4--- Ölüm kalıtsaldır. Rahmetli de annesi ve babası gibi öldü.
5--- Kendine ait bir toprağı olsun isterdi, sonunda muradına erdi.
6--- Doktoru hava değişimini tavsiye etmişti, o dünyasını değiştirdi.
7--- Allah’ın emri Peygamber’in kavli ile Azrail’e verdik.
8--- Ziyaretime gelen yalancı dostlar, gece yatısına da beklerim!
9--- Apartmanın asansörü geliyor mu diye boşluğa bakmıştı. Geliyormuş…
10--Dünyada sığınacak bir yer bulamadı, sonunda Yaradan’a sığındı.
11--İlgi istiyordu bu arzusuna ölünce kavuştu. El üstünde taşıdılar.
12--Kendisini değiştiremeyince dünyasını değiştirdi.
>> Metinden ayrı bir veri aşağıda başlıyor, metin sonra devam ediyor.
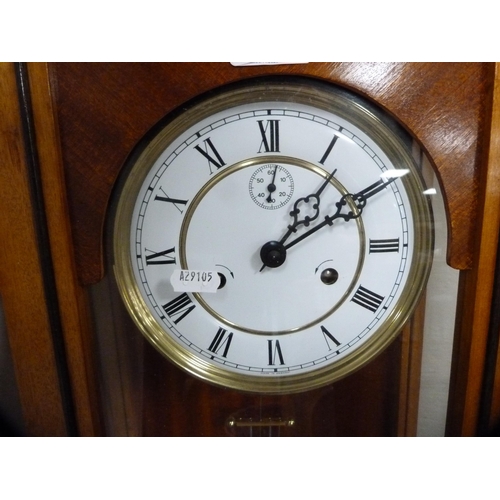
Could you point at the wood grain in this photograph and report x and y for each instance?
(21, 283)
(72, 298)
(477, 290)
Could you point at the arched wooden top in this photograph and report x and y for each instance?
(104, 109)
13-- Tanrı Türk’ü korumadı.
14—Verilmiş bir sadakası yoktu.
15—Kibar bir adamın mezar taşı. ”Sizleri ayakta karşılayamadığım için özü dilerim.”
16—Çapkın adamın mezar taşı. “Artık karısı geceleri nerede olduğunu biliyor.”
17—Temel’in mezar taşı. ”Hastayım, diyordum inanmıyordunuz. N’oldu şimdi?”
18—Pazarlamacının mezar taşı. ”İyi fiyat verilince ruhunu Azrail’e sattı.”
19-- Tiyatro sanatçısının mezar taşı. Tanrı’nın yazıp yönettiği oyunu oynadı, sahneyi terk etti.
20—Suçu çok ağırdı. Ömür boyu dünyadan uzaklaştırılma cezası aldı.
*
Yıllar önce İstanbul Aydınlanma Vakfının Halis Kurtça Kültür merkezinde düzenlediği bir felsefe konferansına gitmiştim. Bir Profesör kaderle ilgili olarak yaklaşık üç saat konferans verdi. Kaderi sürekli dini olgulara bağladı. Konferans sonunda “katkıda bulunmak isteyen var mı?” diye sordu. Ben de, “var hocam” dedim ve kaderle ilgili olarak yazdığım şu dörtlüğü okudum.
*
Hayatı geç kavradım, olanı kader sandım,
Olmayanla savaştım, tekâmülde zorlandım,
Kader alında değil akılda şifrelenmiş,
Ömrüm hazana erdi, yaşadıkça anladım…(Mehmet Özata)
*
Yaklaşık 300 kişilik salonda dörtlük çok beğenilmiş ve çok da alkışlanmıştım. Profesör “Bizim üç saatte anlatamadığımız kaderi Mehmet bey bu güzel dörtlükle bir dakikada anlatmış, kendisine teşekkür ederim” demişti.